At its heart, Sora is a diffusion model, which means it is fed noisy input data (patches, in this case), which it subsequently uses to generate a clean patch that appears as the final video. The inherent training tech is still the transformer model instead of the GAN-based text-to-video models that arrived a while ago. In a nutshell, Sora is a hybrid, or as OpenAI likes to call it, a diffusion transformer.

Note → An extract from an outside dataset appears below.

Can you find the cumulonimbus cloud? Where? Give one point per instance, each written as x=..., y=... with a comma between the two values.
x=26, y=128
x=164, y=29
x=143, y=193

Sora also solves some extremely challenging aspects of AI video generation, especially when it comes to context-aware frame generation in 3D space from static as well as moving perspectives. The AI can sustain the visibility of people, animals, and items as they move through a three-dimensional space, even when they are hidden or leave the frame. It can also capture various angles of a single character in one instance, ensuring consistency in their visual portrayal throughout the video. The camera smoothly transitions and revolves, allowing individuals and elements in the scene to move seamlessly in a three-dimensional environment.

The challenges ahead

Sora can sample videos of up to full-HD (1920 x 1080 pixels) resolution in both portrait and landscape orientation, which means it can generate videos tailored for watching on phones as well as larger screens of computers and tablets. It can also extend a video in forward as well as backward direction to create seamless infinite looping clips while also changing the video settings on the go. Of course, it's not without its faults. OpenAI says Sora can falter at understanding the physics of various situations, such as breaking a glass with liquid inside. Here's another example of unrealistic physics:

On a similar note, it can struggle with depicting a state of change. For example, a man taking a bite out of a burger may not always leave a bite mark. Sora can also struggle with short and long-range depictions in the same frame. "If someone goes out of view for a long time, they won't come back. The model kind of forgets that they were supposed to be there," OpenAI's Tim Brooks explained to MIT Technology Review.

Then comes the question of reality. With AI-generated videos making their way to video platforms such as YouTube, Instagram, and TikTok, what is going to stop bad actors from passing them off as real? Thankfully, OpenAI has a plan. All Sora-generated videos will have a signature in their metadata. In addition, OpenAI has also developed a detector that works in the same vein as the one it developed for the Dall-E text-to-image engine.

Bigger questions about Sora

The biggest question that remains unanswered is what data OpenAI used to create the videos made by Sora. OpenAI extended its partnership with Shutterstock to license its media library for six years in 2023, but OpenAI has not yet detailed if this is the training material that was used to train Sora.

Then there is the confluence of AI, fair use, and labor security. We have already seen instances where AI tools have jeopardized the job of real humans. The SAG-AFTRA strikes proved to be a watershed moment in this tussle. However, that hasn't stopped the controversial use-case scenarios. For instance, Marvel was criticized for using AI-generated art in the credits sequence of its TV show.

Finally, we have the question of costs. Compared to text-based content generation, or dealing with images or audio, video is an entirely different ball game because of the computing and power resources it would take. This begs the question of whether Sora will be a standard offering with a premium ChatGPT subscription or if it will spawn a wallet-breaking payment tier for enthusiasts swayed by all the possibilities.